Presumably the premier was suggesting that this golden decade would see some new resort development, rather than be another decade of spending gold, as Al Raine and the Jumbo Creek proponents have had to endure to get environmental approval from the province. And environmental approval is just the first step in the process; no proponent of a brand new ski resort in B.C. has reached the end of the process since Blackcomb opened in 1980.

How many more new resorts B.C. needs and who would fill them is another question, one that was indirectly tackled by Tourism Whistler and its members last week. In a three and a half hour blood letting session Tourism Whistler members were presented with the cold, hard tourism facts for the last year or so and invited to air their complaints and suggestions. Among the issues:

• 35 per cent of visitors who completed a Tourism Whistler survey said they would not return to Whistler because it was too expensive;

• The Ski Club of Great Britain reported that prices were ridiculously high;

• Whistler experienced a 16.7 per cent decline in U.S. visitors last season;

• A lack of family-friendly activities was an issue with many people;

• A lack of front-desk service, due to multiple property managers in condo-hotels, was an issue.

Some of the issues are as much about perception as reality, but in tourism as in politics, perception often is reality. Diana Lyons of the Delta Village Suites brought a telling insight: Whistler doesn’t Google very well with terms like "budget", "moderate" and "affordable hotels".

"I know we’ve got three or four levels of accommodation in Whistler, we’re just not doing a very good job of going to the market with it," Lyons said later.

The message this year, if you haven’t already heard, is "value". Whistler’s time as the new kid on the block, and all the attention that a new discovery warrants, expired several years ago. After a golden decade – or more – of growth in virtually every measurable term Whistler became the fox after many years as a hound. Remaining ahead of the pack was always going to be more difficult than the pursuit, but it was exacerbated by the events and economic malaise of the last three years.

Recognizing the problem, as Tourism Whistler did with last week’s meeting, is the first step. But it takes more than a meeting. Lyons, again, found the heart of the matter with her comment: "And the one thing about this town is that we need to pull together to turn it around and I get frustrated when I see individuals that aren’t focused on the positives because they’re ignoring the issues."

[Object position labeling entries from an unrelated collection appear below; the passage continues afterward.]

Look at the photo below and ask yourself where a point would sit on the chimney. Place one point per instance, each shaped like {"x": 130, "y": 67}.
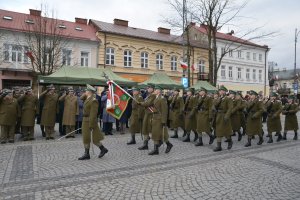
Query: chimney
{"x": 163, "y": 30}
{"x": 80, "y": 20}
{"x": 35, "y": 12}
{"x": 121, "y": 22}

The concept that everyone here is in this experiment called Whistler together goes back to the early days of the village and the conscious decision to become an international resort. It was more easily understood then, because Whistler was a much smaller place and world-wide recognition was many years away.

In Whistler’s darkest days in 1982, with the recession killing all investment in Whistler, the Whistler Village Land Company bankrupt and owing $8 million, the Royal Bank demanding payment and the dominant image of the village being rebar sticking out of unfinished foundations, plumber Arpi Beleznai expressed his frustrations in a letter to the editor. He wasn’t working anyway, Beleznai wrote, so he was offering his services for free to help finish the Resort Centre, which later became the conference centre. Beleznai’s letter was supported by several more with similar offers in the following weeks. Finishing the Resort Centre was seen as a key to getting Whistler off the ground as an international resort, and the community – small as it was at the time – recognized the challenge could only be met if everyone worked together.

In truth, it wasn’t local people who went to work and finished the Resort Centre in a community barn-raising fashion, it was a $21 million loan from the provincial government that got it done. But just as important as the money was the understanding that Whistler’s success depended on everyone working together. No one, at that time, was cashing in on the resort’s success; everyone had to contribute.